The family’s morning begins with the ritual of Dream-telling, and Jonas tells his family about a vaguely disturbing dream he had had about the girl Fiona. The dream has sexual connotations, with Jonas’ strongest impression being “wanting” (p. 35) the girl, and he doesn’t understand this and feels awkward and uncomfortable. Jonas’ parents tell him he has experienced “the Stirrings” (first sexual feelings of desire). The Stirrings must be reported – which he has done – and treated with pills. His mother gives him a pill and tells him he will now be taking them for the rest of his life. Jonas is on the one hand proud to now be taking the pills like everyone else above a certain age, but he also in a way misses the warm and exciting feelings of sexual desire which he had briefly experienced in his dream.

6 (p. 38)

This important chapter contains a lot of useful information about the rituals, terminology and structures of the community, in particular the way in which family units are organised and children are integrated at the different stages of their lives into the community.

On the first day of the Ceremony the entire community attends the rituals of the children, from newborns being assigned to their new family units through to children aged eight getting their new jackets.

The second day includes the Ceremony of Twelve, which Jonas will participate in. He is nervous beforehand and waits impatiently through the Ceremonies of ages Nine to Eleven. He and Asher talk briefly about a story of a man who didn’t like his Assignment and left to join another community: Asher says he asked to go Elsewhere and was released.

7 (p. 45)

At the Ceremony of Twelves, Jonas is number 19 in the line and waits while the other Elevens are given their Assignments. His friend Asher is assigned Assistant Director of Recreation. Fiona is one place ahead of Jonas and is assigned Caretaker of the Old, which Jonas had expected. But instead of 19, the Chief Elder then calls up number 20, and Jonas is left sitting alone without being called for an Assignment.

8 (p. 51)

Jonas is embarrassed and frightened and the rest of the community is confused by what has happened. The Chief Elder apologises to everyone, including Jonas, and then says that he has not been Assigned, he has been selected – to become the next Receiver of Memory. She says that the Elders have been watching Jonas with this goal in mind for years now, and that the last potential Receiver turned out to be something of a disaster. She lists the qualities that a Receiver must possess, and which they see in Jonas, as intelligence, integrity, courage and wisdom – and a fifth quality, which is only called the Capacity to See Beyond.
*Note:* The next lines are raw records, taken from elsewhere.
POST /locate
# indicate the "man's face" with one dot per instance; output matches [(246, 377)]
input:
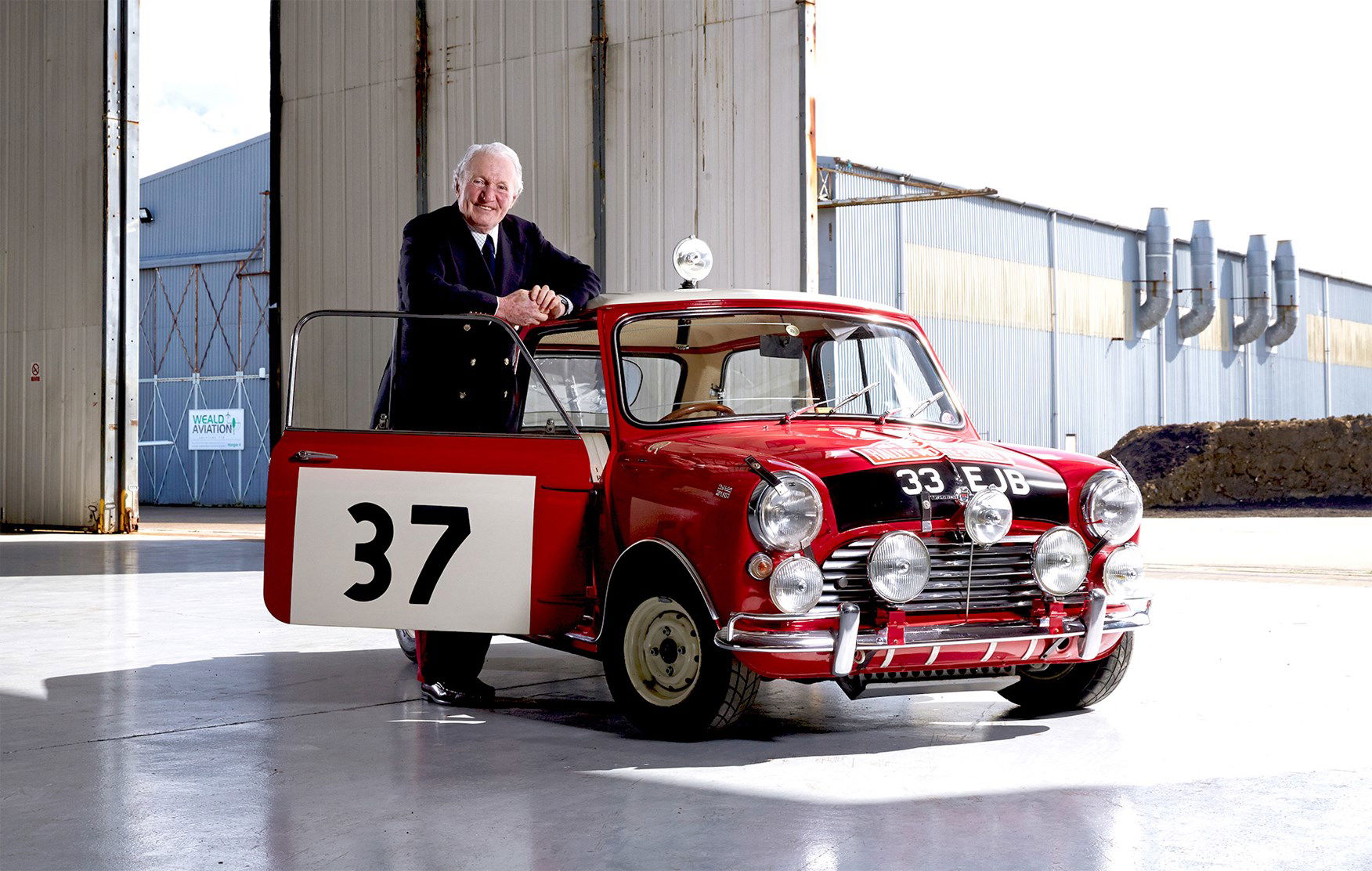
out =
[(489, 191)]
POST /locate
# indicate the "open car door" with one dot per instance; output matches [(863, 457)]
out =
[(425, 529)]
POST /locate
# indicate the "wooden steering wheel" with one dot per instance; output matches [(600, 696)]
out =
[(695, 407)]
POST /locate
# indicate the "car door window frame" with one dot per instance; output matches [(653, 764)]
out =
[(398, 316)]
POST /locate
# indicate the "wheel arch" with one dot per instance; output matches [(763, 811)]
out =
[(652, 553)]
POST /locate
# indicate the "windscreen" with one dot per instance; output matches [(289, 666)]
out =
[(775, 363)]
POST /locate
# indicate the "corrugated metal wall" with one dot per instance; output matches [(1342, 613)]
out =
[(702, 133), (66, 100), (702, 136), (519, 73), (979, 273), (204, 325), (346, 176)]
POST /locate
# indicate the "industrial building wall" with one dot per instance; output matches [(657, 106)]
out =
[(204, 325), (66, 154), (704, 135), (702, 131), (983, 276)]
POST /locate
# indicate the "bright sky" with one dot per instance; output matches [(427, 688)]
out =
[(204, 78), (1253, 115), (1250, 114)]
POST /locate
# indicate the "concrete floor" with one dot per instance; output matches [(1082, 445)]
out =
[(154, 716)]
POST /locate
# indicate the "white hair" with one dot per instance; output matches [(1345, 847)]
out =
[(496, 149)]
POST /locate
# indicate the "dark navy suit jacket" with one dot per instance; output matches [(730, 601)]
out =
[(463, 376)]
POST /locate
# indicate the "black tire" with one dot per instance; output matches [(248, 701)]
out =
[(673, 694), (1071, 688), (406, 641)]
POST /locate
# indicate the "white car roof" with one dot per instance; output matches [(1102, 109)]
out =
[(731, 295)]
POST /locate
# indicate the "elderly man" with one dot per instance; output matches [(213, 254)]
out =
[(471, 257)]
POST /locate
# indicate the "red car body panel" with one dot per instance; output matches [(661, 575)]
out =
[(686, 485)]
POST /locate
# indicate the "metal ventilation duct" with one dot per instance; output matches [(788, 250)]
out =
[(1258, 269), (1204, 280), (1157, 264), (1289, 288)]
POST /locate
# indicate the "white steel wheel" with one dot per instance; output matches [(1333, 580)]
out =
[(662, 650), (664, 670)]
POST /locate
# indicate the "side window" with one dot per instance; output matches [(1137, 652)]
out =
[(757, 385), (579, 385), (652, 385)]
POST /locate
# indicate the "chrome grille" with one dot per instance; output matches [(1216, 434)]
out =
[(1001, 576)]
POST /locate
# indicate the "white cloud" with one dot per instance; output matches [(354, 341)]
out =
[(204, 78), (1247, 115)]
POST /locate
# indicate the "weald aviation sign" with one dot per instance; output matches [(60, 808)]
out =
[(215, 429)]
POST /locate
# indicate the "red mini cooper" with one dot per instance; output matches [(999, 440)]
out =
[(708, 490)]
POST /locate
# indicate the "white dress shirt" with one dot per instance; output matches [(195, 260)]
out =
[(496, 248)]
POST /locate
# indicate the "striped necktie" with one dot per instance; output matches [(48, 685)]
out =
[(489, 253)]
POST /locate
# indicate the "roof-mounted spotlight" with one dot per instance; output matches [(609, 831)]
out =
[(691, 261)]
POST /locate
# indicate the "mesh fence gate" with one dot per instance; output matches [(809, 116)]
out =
[(204, 345)]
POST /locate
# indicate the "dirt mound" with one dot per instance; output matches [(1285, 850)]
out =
[(1250, 461)]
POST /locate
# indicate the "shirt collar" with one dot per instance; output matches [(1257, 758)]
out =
[(481, 239)]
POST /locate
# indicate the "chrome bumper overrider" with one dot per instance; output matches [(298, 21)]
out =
[(846, 641)]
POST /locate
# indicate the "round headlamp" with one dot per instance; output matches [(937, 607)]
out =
[(1060, 560), (988, 516), (1111, 505), (899, 567), (1124, 573), (788, 516), (691, 259), (796, 584)]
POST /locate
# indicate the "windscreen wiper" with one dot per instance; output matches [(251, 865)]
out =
[(914, 412), (833, 407)]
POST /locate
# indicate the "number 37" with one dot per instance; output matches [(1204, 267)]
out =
[(374, 553)]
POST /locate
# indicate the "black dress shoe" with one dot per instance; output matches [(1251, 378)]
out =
[(472, 693)]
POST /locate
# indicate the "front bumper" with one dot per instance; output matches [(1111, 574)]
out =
[(846, 639)]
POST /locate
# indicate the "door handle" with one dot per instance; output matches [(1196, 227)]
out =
[(312, 457)]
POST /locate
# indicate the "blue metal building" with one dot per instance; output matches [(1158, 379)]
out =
[(1034, 313), (204, 325)]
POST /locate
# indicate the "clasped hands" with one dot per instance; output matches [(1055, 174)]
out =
[(529, 308)]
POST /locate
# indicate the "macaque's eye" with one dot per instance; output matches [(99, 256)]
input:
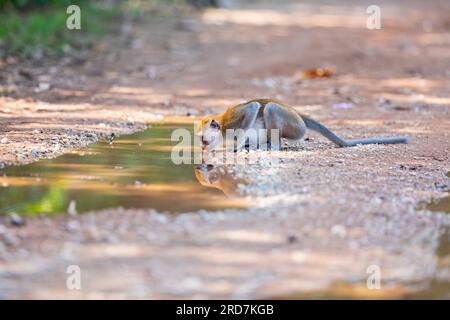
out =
[(214, 124)]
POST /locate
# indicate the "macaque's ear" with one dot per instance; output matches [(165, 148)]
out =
[(214, 124)]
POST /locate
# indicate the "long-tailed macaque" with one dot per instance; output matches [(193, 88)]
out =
[(271, 114)]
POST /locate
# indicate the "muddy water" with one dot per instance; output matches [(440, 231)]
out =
[(133, 171)]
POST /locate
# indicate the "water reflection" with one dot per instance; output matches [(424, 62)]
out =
[(223, 178), (135, 171)]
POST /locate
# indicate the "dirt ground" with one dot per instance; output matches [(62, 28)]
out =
[(324, 214)]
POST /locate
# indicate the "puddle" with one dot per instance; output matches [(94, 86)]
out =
[(135, 171)]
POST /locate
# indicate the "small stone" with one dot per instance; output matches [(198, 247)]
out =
[(72, 209), (339, 230)]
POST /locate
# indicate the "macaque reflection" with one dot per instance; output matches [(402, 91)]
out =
[(221, 177)]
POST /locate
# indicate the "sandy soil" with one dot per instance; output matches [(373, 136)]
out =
[(325, 214)]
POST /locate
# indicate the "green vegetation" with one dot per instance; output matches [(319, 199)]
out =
[(28, 31), (34, 28)]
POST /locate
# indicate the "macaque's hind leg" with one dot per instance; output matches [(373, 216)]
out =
[(249, 114), (288, 122)]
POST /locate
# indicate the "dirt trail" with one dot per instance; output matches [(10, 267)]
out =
[(326, 214)]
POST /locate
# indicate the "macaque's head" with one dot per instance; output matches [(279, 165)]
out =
[(210, 131)]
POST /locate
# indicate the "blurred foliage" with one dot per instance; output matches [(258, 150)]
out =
[(34, 28), (38, 28)]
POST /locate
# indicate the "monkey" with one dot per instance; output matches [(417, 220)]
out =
[(272, 114)]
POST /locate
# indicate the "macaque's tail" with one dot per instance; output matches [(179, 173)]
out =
[(320, 128)]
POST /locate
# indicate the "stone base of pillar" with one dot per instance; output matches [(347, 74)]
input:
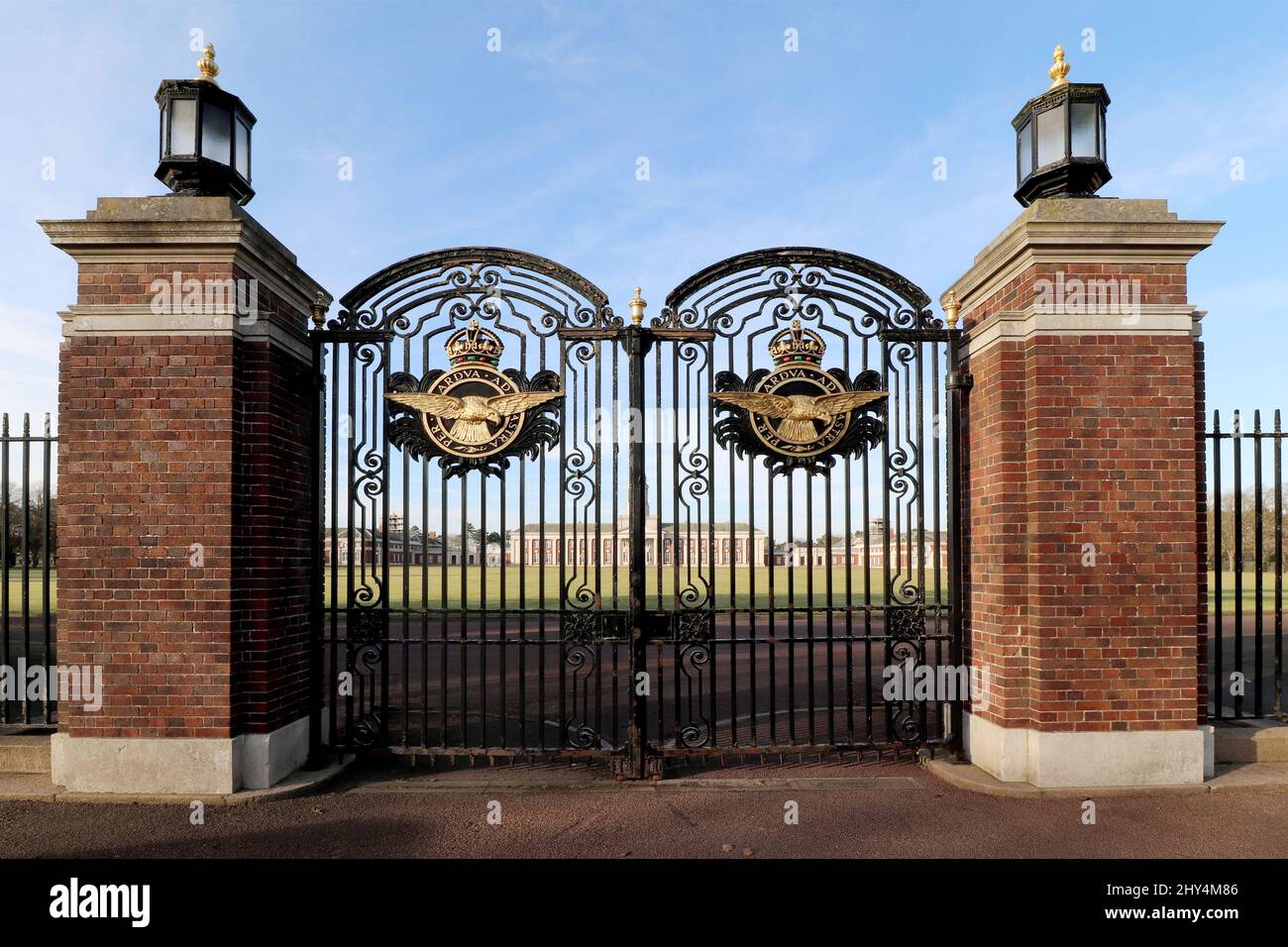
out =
[(1091, 758), (178, 766)]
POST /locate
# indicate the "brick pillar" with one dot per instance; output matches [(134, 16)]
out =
[(184, 512), (1082, 496)]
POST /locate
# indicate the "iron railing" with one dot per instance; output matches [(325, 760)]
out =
[(27, 544), (1245, 531)]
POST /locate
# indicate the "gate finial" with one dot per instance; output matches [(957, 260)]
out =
[(638, 308), (206, 63), (1059, 68), (951, 308)]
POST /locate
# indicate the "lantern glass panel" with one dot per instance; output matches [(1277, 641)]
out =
[(183, 127), (241, 149), (1025, 150), (1085, 121), (1051, 136), (217, 134)]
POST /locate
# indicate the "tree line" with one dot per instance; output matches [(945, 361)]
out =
[(1224, 558), (33, 553)]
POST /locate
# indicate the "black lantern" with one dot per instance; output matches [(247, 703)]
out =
[(1060, 140), (205, 136)]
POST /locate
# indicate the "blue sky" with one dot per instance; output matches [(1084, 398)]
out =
[(536, 147)]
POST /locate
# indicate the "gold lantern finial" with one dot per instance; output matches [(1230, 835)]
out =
[(638, 308), (206, 63), (952, 308), (1059, 68)]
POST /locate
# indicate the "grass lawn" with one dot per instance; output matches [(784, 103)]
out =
[(1249, 591), (417, 599), (34, 590), (531, 577)]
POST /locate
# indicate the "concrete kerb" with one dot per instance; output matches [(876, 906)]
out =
[(303, 783), (1261, 777)]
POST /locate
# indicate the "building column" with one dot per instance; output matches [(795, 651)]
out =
[(1082, 513), (184, 514)]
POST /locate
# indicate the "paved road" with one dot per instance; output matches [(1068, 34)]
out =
[(845, 810)]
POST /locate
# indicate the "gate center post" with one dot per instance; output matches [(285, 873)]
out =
[(638, 342)]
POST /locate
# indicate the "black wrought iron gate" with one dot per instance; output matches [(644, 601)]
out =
[(546, 530)]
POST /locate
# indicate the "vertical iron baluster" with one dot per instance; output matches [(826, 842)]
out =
[(597, 558), (502, 646), (754, 565), (636, 342), (563, 548), (406, 573), (888, 579), (1279, 569), (362, 552), (733, 574), (25, 487), (377, 434), (51, 696), (790, 479), (827, 579), (936, 447), (482, 608), (958, 389), (867, 578), (1236, 438), (334, 515), (445, 651), (524, 564), (917, 437), (1257, 561), (424, 602), (1218, 591), (4, 553), (463, 638), (809, 600)]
Jonas is unnerved and wants to tell them they made a mistake, but when he looks at the community he again has the sensation he had as a child with the apple (see pp. 25–26), and he feels things change.

9 (p. 56)

Jonas notices that people treat him slightly differently afterwards. His parents are uncomfortable when he asks them what happened with the last person to be selected as Receiver, and what went wrong.

Like everyone else in the Ceremony, Jonas has been given instructions for his new role in the community: but he has a list of eight instructions which will immediately change his life. Some of his instructions directly contradict everything he has been taught, such as number 8, “You may lie”. This instruction, more than the others, disturbs him.